Initialize an InterpGen object#

This kicks off the line interpolation alogrithm.

# InterpGen object
interpObject1 = InterpGen(user_data, pt_spacing=100, stat='all')

Lastly, the calculations actually occur when the calc_interp function is run on the InterGen object. The outputs are two dataframes, one containing the stats for the lines and the other containing the points used to sample the gridded data.

# calculate the stats and interpolated points
stats1, pts1 = interpObject1.calc_interp()

Filter output data#

Since we processed three different gridded datasets, each of which contained data for seven days, and three line geometries, we need to filter the data down to one of each before we display it.

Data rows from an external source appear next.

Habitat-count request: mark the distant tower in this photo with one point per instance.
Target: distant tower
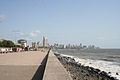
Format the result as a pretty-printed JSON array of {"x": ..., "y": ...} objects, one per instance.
[{"x": 45, "y": 42}]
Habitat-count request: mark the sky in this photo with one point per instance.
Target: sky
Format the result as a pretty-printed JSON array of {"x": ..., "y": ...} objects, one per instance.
[{"x": 90, "y": 22}]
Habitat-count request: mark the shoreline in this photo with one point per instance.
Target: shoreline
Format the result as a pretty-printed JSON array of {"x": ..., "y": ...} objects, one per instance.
[{"x": 79, "y": 71}]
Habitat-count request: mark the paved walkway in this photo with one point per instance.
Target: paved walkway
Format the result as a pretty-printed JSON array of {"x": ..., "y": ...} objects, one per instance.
[{"x": 20, "y": 66}]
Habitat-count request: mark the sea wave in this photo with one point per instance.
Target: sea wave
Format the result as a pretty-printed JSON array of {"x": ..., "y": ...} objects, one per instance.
[{"x": 111, "y": 68}]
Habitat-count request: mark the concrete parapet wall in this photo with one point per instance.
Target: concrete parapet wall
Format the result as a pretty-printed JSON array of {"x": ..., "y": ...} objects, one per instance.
[{"x": 54, "y": 69}]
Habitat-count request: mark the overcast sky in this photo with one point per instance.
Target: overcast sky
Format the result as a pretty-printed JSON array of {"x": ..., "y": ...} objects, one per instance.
[{"x": 63, "y": 21}]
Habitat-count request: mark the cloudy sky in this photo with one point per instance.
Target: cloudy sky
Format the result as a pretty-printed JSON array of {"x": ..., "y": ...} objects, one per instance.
[{"x": 63, "y": 21}]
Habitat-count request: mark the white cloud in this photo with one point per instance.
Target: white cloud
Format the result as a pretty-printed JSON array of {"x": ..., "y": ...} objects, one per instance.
[
  {"x": 101, "y": 38},
  {"x": 35, "y": 33},
  {"x": 2, "y": 18}
]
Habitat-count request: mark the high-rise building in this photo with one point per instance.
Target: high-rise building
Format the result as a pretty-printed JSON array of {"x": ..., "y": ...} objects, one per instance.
[{"x": 45, "y": 42}]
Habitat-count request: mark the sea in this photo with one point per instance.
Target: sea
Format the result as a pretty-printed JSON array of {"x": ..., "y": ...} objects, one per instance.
[{"x": 107, "y": 60}]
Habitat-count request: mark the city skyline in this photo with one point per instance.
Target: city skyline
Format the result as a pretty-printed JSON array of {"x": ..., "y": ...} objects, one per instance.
[{"x": 88, "y": 22}]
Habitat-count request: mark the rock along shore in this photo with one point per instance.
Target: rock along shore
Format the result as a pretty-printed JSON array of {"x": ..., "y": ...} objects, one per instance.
[{"x": 80, "y": 72}]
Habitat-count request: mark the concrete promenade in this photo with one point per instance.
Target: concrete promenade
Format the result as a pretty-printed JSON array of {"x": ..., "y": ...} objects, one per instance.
[
  {"x": 32, "y": 65},
  {"x": 20, "y": 66}
]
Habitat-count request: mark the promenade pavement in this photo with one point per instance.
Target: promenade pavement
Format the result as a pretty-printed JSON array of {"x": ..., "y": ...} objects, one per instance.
[{"x": 21, "y": 65}]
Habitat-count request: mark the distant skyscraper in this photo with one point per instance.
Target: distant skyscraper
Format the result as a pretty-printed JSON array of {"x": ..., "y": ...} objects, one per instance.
[{"x": 45, "y": 42}]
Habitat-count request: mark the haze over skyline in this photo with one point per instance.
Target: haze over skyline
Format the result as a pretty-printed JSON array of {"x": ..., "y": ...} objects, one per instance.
[{"x": 88, "y": 22}]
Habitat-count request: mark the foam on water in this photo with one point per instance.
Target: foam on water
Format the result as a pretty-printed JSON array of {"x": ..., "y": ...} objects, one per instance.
[{"x": 106, "y": 66}]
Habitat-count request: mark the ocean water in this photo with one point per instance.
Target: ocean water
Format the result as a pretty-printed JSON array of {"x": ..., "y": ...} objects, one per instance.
[{"x": 107, "y": 60}]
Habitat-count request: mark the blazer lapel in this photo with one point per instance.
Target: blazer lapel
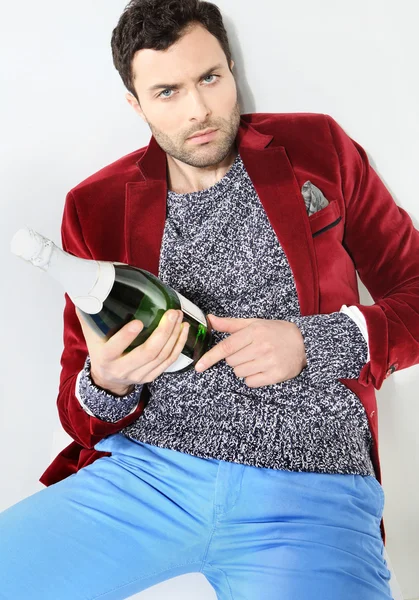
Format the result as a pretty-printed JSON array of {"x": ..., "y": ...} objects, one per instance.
[{"x": 274, "y": 180}]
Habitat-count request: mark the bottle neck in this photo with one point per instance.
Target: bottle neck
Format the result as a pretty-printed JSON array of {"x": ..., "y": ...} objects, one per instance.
[{"x": 87, "y": 282}]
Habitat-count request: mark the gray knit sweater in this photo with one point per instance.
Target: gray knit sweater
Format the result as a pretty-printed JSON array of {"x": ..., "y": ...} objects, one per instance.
[{"x": 220, "y": 251}]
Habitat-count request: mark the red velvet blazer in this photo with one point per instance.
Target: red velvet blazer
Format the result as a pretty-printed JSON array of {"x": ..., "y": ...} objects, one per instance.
[{"x": 118, "y": 214}]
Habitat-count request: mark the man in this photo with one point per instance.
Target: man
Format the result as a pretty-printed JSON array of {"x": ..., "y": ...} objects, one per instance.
[{"x": 261, "y": 471}]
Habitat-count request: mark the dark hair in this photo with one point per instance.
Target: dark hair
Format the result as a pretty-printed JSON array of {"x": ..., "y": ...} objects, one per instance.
[{"x": 157, "y": 24}]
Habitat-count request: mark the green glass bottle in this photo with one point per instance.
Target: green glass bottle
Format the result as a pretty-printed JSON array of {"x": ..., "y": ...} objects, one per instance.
[{"x": 110, "y": 294}]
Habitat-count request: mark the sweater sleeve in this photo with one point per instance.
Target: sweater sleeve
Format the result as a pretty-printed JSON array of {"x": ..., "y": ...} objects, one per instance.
[
  {"x": 335, "y": 346},
  {"x": 102, "y": 404}
]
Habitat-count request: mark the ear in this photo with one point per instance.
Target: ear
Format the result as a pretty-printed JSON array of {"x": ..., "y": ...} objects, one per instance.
[{"x": 132, "y": 100}]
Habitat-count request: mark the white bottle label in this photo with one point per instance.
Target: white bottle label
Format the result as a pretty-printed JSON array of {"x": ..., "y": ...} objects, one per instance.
[
  {"x": 191, "y": 309},
  {"x": 181, "y": 362}
]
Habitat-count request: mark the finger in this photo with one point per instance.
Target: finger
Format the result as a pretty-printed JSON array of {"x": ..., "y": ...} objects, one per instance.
[
  {"x": 115, "y": 346},
  {"x": 226, "y": 347},
  {"x": 252, "y": 367},
  {"x": 173, "y": 356},
  {"x": 149, "y": 351},
  {"x": 244, "y": 355}
]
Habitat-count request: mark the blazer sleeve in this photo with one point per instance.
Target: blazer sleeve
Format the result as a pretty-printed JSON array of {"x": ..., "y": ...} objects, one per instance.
[
  {"x": 85, "y": 429},
  {"x": 384, "y": 246}
]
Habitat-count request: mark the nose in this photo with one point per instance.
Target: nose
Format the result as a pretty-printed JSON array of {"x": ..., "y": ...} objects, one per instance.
[{"x": 198, "y": 110}]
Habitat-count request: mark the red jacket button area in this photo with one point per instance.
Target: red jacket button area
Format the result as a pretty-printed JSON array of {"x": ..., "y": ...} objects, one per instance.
[{"x": 392, "y": 369}]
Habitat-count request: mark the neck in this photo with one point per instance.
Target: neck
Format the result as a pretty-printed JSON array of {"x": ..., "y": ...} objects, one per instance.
[{"x": 186, "y": 179}]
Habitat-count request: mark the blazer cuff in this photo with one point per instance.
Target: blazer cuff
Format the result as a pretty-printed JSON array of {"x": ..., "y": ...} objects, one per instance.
[
  {"x": 335, "y": 347},
  {"x": 100, "y": 403}
]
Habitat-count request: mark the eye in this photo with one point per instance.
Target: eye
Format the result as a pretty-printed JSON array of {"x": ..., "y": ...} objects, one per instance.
[
  {"x": 168, "y": 90},
  {"x": 210, "y": 76}
]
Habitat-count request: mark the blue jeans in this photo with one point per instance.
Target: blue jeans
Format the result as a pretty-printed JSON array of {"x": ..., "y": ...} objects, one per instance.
[{"x": 147, "y": 514}]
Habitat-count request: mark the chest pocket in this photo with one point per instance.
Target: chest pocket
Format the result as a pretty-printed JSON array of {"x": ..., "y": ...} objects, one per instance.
[{"x": 325, "y": 218}]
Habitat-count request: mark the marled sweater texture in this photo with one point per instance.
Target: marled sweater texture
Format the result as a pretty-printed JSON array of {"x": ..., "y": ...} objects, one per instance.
[{"x": 220, "y": 251}]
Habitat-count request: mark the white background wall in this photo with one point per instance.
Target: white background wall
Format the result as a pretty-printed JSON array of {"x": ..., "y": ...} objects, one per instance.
[{"x": 64, "y": 116}]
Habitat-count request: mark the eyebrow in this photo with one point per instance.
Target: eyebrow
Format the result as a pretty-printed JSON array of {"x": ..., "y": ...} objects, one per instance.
[{"x": 176, "y": 86}]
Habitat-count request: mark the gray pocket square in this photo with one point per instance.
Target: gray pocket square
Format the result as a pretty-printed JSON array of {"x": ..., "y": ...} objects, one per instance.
[{"x": 313, "y": 198}]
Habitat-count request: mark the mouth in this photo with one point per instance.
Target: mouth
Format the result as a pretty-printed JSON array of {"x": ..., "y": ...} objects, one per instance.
[{"x": 207, "y": 136}]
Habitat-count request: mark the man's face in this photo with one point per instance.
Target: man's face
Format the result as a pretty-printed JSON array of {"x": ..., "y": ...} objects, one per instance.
[{"x": 204, "y": 97}]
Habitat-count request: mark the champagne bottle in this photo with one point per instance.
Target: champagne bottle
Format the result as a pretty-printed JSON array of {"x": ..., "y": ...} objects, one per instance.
[{"x": 110, "y": 294}]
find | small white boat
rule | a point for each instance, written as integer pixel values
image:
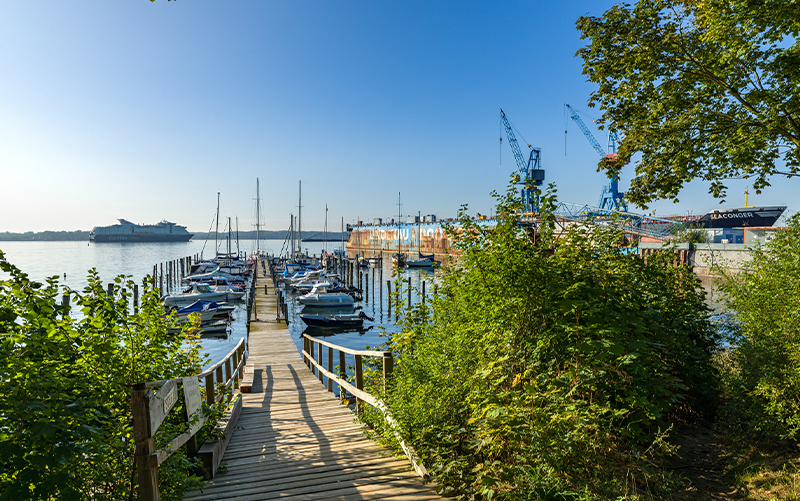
(206, 310)
(194, 293)
(319, 297)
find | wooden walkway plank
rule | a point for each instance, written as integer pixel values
(294, 439)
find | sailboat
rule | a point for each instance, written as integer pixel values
(398, 258)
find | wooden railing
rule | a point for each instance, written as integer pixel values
(151, 403)
(309, 345)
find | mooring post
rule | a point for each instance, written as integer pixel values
(65, 304)
(388, 367)
(319, 360)
(145, 446)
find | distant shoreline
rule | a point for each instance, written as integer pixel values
(83, 236)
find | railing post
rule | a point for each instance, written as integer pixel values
(228, 375)
(319, 360)
(142, 434)
(359, 380)
(342, 375)
(218, 375)
(210, 397)
(236, 375)
(330, 369)
(388, 368)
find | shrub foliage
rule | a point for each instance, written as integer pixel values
(545, 365)
(65, 414)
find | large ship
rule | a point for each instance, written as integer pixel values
(742, 217)
(126, 231)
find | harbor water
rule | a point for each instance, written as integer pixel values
(70, 261)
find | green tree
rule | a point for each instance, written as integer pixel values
(542, 367)
(763, 370)
(65, 417)
(702, 89)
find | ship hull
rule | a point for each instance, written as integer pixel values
(140, 238)
(742, 218)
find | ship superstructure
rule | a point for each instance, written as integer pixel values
(126, 231)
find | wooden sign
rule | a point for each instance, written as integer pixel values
(161, 403)
(169, 399)
(194, 402)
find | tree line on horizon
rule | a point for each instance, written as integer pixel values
(83, 235)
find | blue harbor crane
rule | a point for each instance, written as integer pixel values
(611, 198)
(531, 174)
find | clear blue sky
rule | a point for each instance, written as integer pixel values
(144, 111)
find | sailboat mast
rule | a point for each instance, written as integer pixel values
(216, 232)
(291, 230)
(258, 218)
(399, 215)
(299, 221)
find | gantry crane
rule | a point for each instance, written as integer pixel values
(610, 198)
(531, 174)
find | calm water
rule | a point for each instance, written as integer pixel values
(69, 261)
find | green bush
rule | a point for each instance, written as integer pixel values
(762, 367)
(546, 367)
(65, 415)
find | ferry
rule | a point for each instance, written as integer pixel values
(126, 231)
(742, 217)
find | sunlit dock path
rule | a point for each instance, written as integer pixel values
(294, 439)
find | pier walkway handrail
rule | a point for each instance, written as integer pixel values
(357, 391)
(152, 402)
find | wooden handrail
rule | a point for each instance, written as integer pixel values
(368, 353)
(150, 409)
(158, 384)
(358, 390)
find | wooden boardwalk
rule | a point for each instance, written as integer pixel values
(294, 439)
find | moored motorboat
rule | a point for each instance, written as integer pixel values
(319, 297)
(194, 293)
(206, 310)
(338, 320)
(424, 261)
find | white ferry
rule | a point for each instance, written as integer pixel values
(126, 231)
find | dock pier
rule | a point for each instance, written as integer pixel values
(294, 439)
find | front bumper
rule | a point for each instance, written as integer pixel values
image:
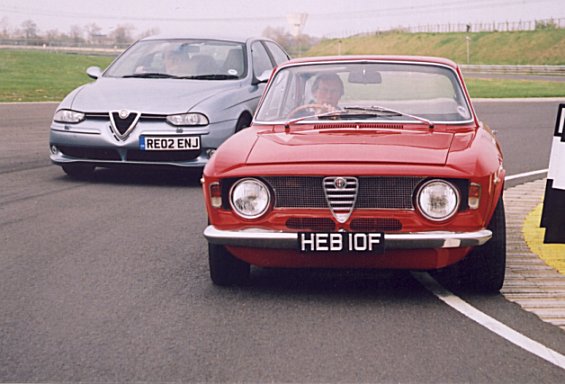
(264, 238)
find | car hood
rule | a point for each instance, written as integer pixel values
(156, 96)
(398, 146)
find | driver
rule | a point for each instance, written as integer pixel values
(327, 90)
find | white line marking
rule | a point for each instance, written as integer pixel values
(526, 174)
(488, 322)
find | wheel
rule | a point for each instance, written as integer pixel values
(225, 269)
(79, 171)
(484, 268)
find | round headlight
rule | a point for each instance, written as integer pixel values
(68, 116)
(188, 119)
(250, 198)
(438, 200)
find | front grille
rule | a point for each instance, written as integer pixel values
(89, 153)
(311, 224)
(375, 225)
(341, 193)
(374, 192)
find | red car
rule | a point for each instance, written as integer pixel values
(360, 162)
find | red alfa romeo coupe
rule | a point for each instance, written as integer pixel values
(360, 162)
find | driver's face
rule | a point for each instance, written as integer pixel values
(328, 92)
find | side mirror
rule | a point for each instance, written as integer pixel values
(263, 78)
(94, 72)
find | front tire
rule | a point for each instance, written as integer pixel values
(225, 269)
(483, 270)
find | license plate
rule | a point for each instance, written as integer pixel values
(169, 143)
(340, 242)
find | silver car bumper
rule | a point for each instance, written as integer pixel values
(263, 238)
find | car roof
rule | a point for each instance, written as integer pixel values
(391, 58)
(237, 39)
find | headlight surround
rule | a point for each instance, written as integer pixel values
(68, 116)
(438, 200)
(187, 119)
(250, 198)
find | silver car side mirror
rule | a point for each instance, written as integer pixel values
(94, 72)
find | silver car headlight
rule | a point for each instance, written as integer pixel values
(438, 200)
(68, 116)
(250, 198)
(188, 119)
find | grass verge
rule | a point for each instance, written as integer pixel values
(27, 76)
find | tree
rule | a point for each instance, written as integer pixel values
(75, 34)
(29, 29)
(122, 34)
(92, 32)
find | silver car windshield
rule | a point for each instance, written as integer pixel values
(361, 91)
(184, 59)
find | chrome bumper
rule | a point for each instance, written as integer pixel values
(264, 238)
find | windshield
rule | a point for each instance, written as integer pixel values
(177, 58)
(406, 92)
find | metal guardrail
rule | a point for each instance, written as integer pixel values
(552, 70)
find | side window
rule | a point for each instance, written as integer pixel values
(261, 60)
(279, 55)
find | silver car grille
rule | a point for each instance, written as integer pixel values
(372, 192)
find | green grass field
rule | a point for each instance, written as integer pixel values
(35, 75)
(43, 76)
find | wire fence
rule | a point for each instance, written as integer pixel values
(505, 26)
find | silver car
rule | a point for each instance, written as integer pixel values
(164, 101)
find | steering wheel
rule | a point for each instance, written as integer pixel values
(318, 108)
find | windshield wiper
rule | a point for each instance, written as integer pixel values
(380, 111)
(151, 75)
(211, 76)
(316, 115)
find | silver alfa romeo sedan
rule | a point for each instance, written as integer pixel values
(164, 101)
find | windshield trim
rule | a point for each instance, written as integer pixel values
(379, 120)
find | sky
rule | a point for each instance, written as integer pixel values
(324, 18)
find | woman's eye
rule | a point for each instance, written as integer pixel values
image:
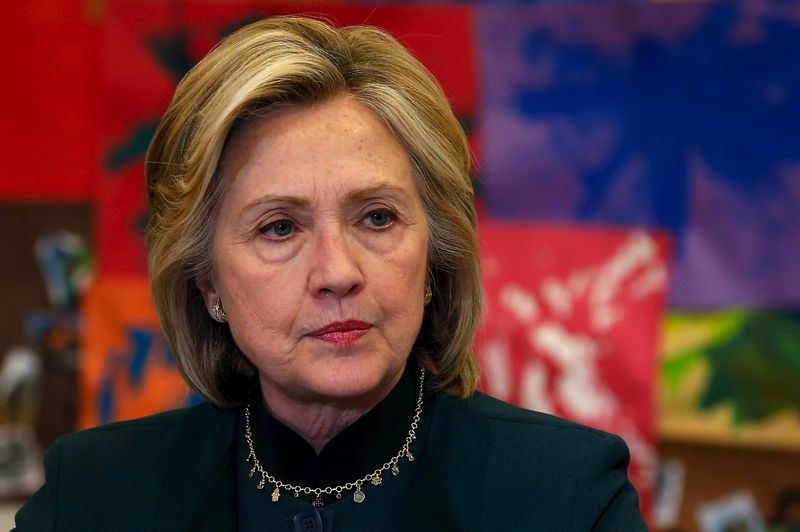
(278, 229)
(380, 218)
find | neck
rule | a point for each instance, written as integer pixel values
(319, 421)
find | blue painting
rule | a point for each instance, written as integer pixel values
(681, 116)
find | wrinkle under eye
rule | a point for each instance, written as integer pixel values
(279, 229)
(380, 218)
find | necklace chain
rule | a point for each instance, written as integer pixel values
(393, 464)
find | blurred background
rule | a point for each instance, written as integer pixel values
(637, 168)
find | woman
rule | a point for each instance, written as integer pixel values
(314, 264)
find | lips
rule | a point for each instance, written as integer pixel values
(342, 332)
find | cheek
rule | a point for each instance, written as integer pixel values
(262, 300)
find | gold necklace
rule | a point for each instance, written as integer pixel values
(358, 495)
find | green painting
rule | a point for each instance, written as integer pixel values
(732, 377)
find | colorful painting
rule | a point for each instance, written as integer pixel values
(126, 370)
(571, 327)
(672, 115)
(732, 378)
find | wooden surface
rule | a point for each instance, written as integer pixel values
(714, 472)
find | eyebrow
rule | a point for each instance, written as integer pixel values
(354, 196)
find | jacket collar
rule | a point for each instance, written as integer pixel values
(198, 491)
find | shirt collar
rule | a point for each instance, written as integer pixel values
(356, 451)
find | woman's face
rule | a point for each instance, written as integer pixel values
(320, 252)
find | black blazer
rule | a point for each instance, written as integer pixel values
(483, 465)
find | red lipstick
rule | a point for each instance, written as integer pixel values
(342, 332)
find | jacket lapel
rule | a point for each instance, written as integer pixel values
(199, 492)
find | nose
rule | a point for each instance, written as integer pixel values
(335, 266)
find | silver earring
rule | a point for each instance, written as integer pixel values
(217, 311)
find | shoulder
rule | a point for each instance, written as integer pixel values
(137, 432)
(114, 472)
(569, 476)
(484, 411)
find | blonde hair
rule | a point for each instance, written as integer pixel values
(300, 61)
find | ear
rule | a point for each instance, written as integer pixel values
(209, 292)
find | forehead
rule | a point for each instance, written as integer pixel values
(337, 142)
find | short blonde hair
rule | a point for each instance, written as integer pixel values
(301, 61)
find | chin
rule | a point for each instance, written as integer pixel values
(353, 378)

# Select subset of data to display
time = '1980-10-01'
ID = '155842105'
varname = 'aet'
varname2 = 'aet'
# Define column names
ID_column = 'permanent_'
stat_time_column = 'date'
stat_varname_column = 'varname'

# Narrow down pts to display
pts = pts1.loc[time][pts1.loc[time][ID_column]==ID]
pts = pts[pts['varname']==varname]

# Select gridded data by variable name
da = interpObject1._interp_data[varname2][ID].da

With in the InterpGen object that was create, there is an attribute called interp_data. Within this attribute is stored the clipped gridded data (da) from which the values were extracted at the interpolated sample points.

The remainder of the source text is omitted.